Solo en abril de 2026, se contabilizaron entre 12 y 13 mujeres no localizadas en lo que iba del mes. La mayoría de las víctimas eran menores de edad, un rasgo que se repite mes con mes: en períodos recientes, ocho de cada doce desapariciones mensuales corresponden a niñas y adolescentes.
El rango de edad con mayor riesgo se concentra entre los 15 y 19 años. Las adolescentes representan un porcentaje significativo de las fichas activas de búsqueda, lo que evidencia una vulnerabilidad estructural que las autoridades y organizaciones civiles han señalado con creciente preocupación.
Organizaciones como Consorcio Oaxaca y Red Lupa, que realizan monitoreos independientes, confirman que el flujo de nuevos reportes es alto y sostenido. Sus registros complementan —y en ocasiones superan— las cifras oficiales, ante la posibilidad de que el subregistro institucional subestime la magnitud real del problema.
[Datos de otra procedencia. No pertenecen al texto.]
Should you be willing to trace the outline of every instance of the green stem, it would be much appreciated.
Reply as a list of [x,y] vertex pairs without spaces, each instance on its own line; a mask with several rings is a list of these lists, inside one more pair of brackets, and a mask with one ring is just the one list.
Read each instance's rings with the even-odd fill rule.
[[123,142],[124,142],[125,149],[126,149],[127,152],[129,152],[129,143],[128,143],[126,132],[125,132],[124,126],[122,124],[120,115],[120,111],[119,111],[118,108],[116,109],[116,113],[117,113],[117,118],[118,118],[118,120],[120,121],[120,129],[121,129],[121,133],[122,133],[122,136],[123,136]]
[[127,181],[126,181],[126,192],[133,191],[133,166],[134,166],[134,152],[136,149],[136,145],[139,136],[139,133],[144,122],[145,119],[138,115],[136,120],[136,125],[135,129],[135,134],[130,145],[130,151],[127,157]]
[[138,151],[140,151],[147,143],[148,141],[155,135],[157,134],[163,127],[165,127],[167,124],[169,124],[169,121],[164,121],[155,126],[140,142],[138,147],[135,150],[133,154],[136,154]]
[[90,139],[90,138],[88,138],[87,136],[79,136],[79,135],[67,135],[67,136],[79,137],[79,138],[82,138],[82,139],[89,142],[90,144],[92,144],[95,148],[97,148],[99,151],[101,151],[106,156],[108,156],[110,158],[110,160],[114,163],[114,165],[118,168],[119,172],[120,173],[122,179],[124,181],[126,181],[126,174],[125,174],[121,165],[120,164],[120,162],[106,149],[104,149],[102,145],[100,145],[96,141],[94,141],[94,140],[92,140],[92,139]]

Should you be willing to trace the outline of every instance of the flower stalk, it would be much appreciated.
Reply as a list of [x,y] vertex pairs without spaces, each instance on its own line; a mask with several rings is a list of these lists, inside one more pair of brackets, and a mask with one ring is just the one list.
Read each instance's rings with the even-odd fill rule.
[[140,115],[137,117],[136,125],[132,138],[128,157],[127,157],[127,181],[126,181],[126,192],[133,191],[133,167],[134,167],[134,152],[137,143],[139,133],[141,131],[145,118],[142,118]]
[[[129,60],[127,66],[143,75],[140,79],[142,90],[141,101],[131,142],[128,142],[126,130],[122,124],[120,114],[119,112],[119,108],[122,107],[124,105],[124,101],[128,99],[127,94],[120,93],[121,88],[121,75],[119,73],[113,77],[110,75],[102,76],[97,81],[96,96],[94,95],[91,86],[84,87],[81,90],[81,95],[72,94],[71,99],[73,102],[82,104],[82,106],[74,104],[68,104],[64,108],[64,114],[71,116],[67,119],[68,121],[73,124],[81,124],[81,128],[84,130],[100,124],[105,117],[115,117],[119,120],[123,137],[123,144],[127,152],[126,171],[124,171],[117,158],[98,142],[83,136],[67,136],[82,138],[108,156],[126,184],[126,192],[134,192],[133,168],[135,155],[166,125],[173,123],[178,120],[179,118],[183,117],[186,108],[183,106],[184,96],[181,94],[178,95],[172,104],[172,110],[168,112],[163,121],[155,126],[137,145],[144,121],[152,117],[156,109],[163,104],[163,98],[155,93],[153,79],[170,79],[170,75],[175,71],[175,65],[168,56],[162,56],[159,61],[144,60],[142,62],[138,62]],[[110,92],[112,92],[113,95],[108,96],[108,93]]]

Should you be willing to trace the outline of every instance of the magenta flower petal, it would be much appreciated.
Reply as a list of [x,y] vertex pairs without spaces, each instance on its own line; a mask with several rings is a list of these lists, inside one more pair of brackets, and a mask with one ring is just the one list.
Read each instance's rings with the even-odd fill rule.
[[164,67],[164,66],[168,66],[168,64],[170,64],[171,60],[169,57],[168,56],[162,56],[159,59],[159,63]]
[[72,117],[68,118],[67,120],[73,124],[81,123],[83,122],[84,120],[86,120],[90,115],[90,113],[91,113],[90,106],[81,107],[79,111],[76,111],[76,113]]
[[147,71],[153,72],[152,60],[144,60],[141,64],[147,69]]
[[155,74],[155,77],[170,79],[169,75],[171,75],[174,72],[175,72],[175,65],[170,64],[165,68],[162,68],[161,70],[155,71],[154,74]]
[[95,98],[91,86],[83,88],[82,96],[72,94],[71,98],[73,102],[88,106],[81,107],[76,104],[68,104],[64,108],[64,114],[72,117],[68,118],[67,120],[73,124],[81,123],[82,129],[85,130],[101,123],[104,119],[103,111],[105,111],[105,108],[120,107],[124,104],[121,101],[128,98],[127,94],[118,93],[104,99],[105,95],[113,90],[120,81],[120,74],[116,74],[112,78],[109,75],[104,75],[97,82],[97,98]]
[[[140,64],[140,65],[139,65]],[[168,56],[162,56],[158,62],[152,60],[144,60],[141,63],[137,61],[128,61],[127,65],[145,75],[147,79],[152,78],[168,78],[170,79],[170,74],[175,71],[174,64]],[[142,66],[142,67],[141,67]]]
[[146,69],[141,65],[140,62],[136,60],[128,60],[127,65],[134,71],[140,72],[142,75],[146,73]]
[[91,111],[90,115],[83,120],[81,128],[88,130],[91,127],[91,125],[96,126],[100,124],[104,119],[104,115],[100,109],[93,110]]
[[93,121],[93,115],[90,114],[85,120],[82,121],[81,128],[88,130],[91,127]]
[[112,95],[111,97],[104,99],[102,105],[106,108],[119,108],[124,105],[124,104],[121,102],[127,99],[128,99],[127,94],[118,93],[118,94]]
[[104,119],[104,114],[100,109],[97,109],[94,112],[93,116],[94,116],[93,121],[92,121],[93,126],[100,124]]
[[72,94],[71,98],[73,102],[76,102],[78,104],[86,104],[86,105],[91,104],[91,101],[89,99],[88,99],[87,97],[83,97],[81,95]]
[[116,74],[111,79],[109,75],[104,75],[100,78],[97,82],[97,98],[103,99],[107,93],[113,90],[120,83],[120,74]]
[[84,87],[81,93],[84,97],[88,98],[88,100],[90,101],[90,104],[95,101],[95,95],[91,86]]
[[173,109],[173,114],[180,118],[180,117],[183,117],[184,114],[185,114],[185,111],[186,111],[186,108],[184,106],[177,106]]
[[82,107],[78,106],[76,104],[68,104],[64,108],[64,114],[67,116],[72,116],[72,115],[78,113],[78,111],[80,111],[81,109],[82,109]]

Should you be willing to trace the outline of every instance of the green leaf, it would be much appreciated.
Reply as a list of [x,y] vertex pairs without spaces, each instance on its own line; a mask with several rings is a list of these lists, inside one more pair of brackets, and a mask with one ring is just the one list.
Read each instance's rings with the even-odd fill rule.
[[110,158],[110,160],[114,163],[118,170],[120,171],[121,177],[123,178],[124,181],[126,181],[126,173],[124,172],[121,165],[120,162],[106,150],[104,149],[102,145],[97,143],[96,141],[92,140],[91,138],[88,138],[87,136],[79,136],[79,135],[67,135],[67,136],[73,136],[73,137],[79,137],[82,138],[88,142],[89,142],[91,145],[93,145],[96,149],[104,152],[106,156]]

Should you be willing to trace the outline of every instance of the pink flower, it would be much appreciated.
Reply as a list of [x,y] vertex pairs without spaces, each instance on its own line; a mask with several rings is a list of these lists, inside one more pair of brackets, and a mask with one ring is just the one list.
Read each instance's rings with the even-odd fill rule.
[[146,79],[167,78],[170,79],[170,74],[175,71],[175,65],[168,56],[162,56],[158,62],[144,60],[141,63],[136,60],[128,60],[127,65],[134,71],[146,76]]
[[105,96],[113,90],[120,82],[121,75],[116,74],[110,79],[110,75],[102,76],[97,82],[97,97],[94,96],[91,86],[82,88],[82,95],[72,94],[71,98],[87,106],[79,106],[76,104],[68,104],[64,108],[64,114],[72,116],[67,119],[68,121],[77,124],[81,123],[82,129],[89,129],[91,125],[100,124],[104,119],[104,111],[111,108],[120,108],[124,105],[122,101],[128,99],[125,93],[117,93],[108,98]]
Entre 2024 y 2025, los casos de desaparición de mujeres y niñas en Oaxaca crecieron aproximadamente cuatro por ciento, de acuerdo con algunos informes de seguimiento. Si bien Oaxaca no encabeza la lista nacional en números absolutos, la tendencia al alza sostenida la coloca en un foco de atención prioritaria.
Las regiones de Valles Centrales y el Istmo de Tehuantepec concentran una proporción importante de los casos reportados. La dispersión geográfica del estado y las condiciones de marginación en varias de esas zonas dificultan tanto la búsqueda como el seguimiento institucional de cada expediente.
Un elemento que matiza —pero no atenúa— la gravedad de las cifras es que muchas de las mujeres reportadas son localizadas posteriormente con vida. Sin embargo, el alto volumen de nuevos ingresos semanales al sistema de búsqueda mantiene una presión constante sobre las instituciones y las familias.
La Unidad de Búsqueda de Personas No Localizadas de la Fiscalía es el principal organismo que genera y procesa estas fichas. No obstante, la capacidad de respuesta institucional frente a un promedio de ocho a diez casos nuevos por semana es cuestionado por colectivos de familias y activistas de derechos humanos.
El patrón que muestran los datos de 2025 y los primeros meses de 2026 revela que la desaparición de mujeres y niñas en Oaxaca no es un fenómeno esporádico, sino una crisis sostenida. Las cifras exigen respuestas de política pública que vayan más allá del registro, hacia la prevención mediante campañas públicas y la atención estructural desde casa y el ámbito oficial.